Thus it's time for Mickey's Big Splash, Disney's fifth "Mickey Mouse Clubhouse" DVD and the first to be loosely based around the Northern Hemisphere's warmest season.

By now, the only way "Mickey Mouse Clubhouse" could surprise you is if you haven't already seen it. Since debuting three years ago this week, little has changed about this Disney Channel series, which airs every weekday morning and four times a weekend as the highest-rated component of the company's much-tended Playhouse Disney block. Each 24-minute episode opens with the appearance of the Clubhouse, a residence that physically resembles its owner. In between the opening and closing themes (both performed by They Might Be Giants), problems are systematically resolved with viewer participation and Toodles-summoned Mouseketools.

The first news of three-dimensional computer-animated versions of Mickey and his fellow time-tested cartoon short subjects starring in a show for preschoolers probably gave some pause. (Particularly, with the news coming on the heels of the not very good CGI DTV Mickey's Twice Upon a Christmas while Disney's Feature Animation department was disavowing traditional methods.) But fan concerns have practically been nonexistent since "Clubhouse" took to the air, wearing on its sleeve an awareness of the visual and personal histories of Mickey, Donald, Goofy, Pluto, Daisy, Minnie, Pete, Professor von Drake, Clarabelle Cow, Figaro, and so on.

The "Mickey Mouse Clubhouse" title logo was too exciting for us to share with you right away.
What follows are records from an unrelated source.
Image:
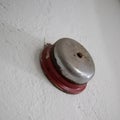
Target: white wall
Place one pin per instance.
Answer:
(25, 93)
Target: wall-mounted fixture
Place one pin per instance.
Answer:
(68, 65)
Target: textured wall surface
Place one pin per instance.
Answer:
(25, 25)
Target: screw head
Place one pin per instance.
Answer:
(68, 65)
(74, 60)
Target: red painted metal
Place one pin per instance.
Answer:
(55, 77)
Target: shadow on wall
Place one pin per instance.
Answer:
(20, 49)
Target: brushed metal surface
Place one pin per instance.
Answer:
(74, 61)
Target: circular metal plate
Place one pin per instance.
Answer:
(74, 61)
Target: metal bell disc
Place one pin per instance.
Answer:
(68, 65)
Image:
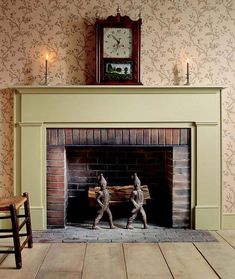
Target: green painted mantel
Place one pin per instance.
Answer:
(198, 108)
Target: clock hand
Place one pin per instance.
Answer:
(118, 41)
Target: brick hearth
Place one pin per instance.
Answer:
(60, 190)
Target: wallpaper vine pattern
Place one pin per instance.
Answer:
(172, 30)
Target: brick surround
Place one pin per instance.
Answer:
(160, 156)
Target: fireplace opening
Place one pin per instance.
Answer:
(160, 157)
(118, 164)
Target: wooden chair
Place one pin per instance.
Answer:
(11, 205)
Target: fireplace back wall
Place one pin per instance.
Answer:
(118, 153)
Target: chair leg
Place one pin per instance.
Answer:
(28, 223)
(16, 237)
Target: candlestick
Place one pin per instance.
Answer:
(187, 73)
(46, 70)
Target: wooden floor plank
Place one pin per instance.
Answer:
(220, 255)
(63, 257)
(58, 275)
(185, 261)
(104, 261)
(31, 259)
(229, 236)
(145, 261)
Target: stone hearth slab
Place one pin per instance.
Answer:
(154, 234)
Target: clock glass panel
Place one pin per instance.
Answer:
(117, 43)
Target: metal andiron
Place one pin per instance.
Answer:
(103, 199)
(137, 198)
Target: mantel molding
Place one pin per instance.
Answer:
(198, 108)
(121, 89)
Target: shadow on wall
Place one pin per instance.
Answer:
(6, 141)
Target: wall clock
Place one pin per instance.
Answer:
(118, 50)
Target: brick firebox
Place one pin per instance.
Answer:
(160, 156)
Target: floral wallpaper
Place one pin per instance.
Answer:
(172, 31)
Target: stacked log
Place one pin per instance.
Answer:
(118, 194)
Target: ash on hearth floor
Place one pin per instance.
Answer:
(154, 234)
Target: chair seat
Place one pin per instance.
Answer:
(5, 203)
(18, 221)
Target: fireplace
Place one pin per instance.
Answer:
(161, 157)
(66, 117)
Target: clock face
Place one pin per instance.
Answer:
(117, 43)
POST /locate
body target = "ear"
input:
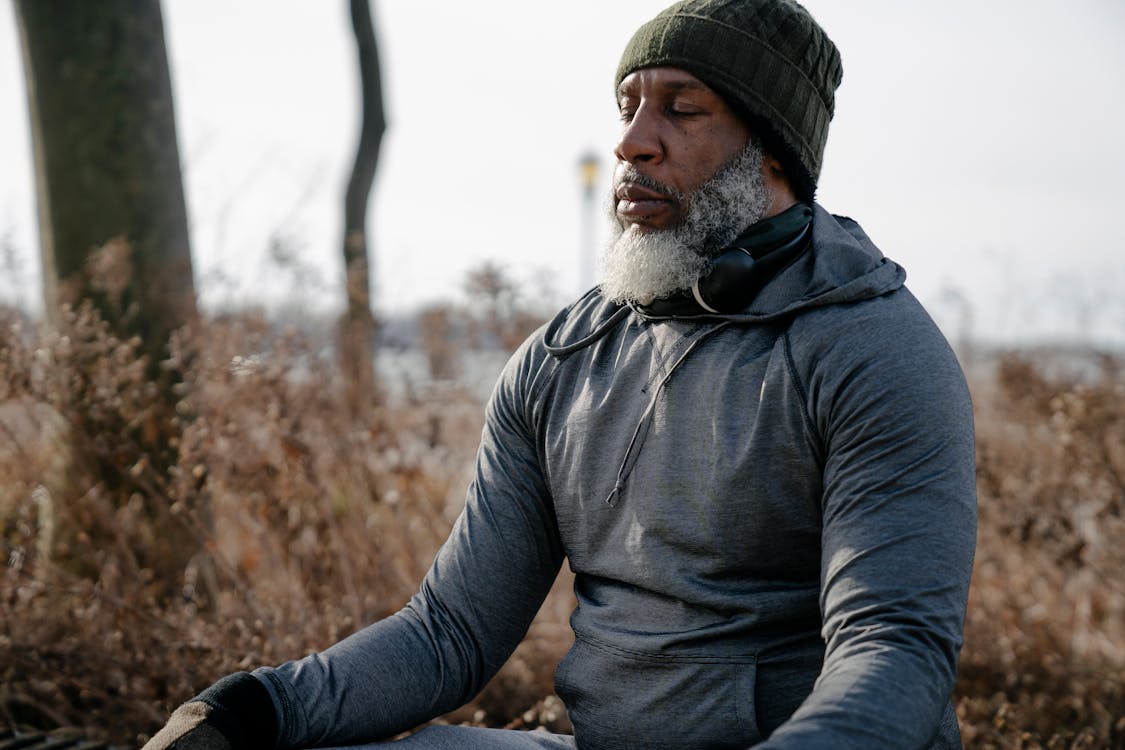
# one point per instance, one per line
(777, 183)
So, we waited until the show's 5th DVD review. Hopefully, you are now mature enough to handle the awesomeness of this graphic. Mickey Mouse smiles at the sight of Toodles, the series' most prominent (and didactic) original character.

The series speaks directly to young children and takes deliberate efforts to instill classroom skills like math and logic. That gives Disney and parents a comfortable educational value to cite in response to couch potatoship claims. It also ensures that though this ranks among the most adult-friendly preschools programs in production today, you essentially need a kid on hand (or a DVD reviewing occupation) to watch it without feeling ridiculous.

On the one hand, some may lament that this series comes so close to providing a general entertaining experience. Were the format less rigid and kid-oriented, this could easily join the leagues of child-friendly yesteryear TV shows that are still celebrated for their all-viewers-welcome approach. (For Disney, that class can be traced back to the original "Mickey Mouse Club" and Walt's oft-renamed weekly anthology series. Admittedly, reruns of either aren't likely to do much for today's kids.)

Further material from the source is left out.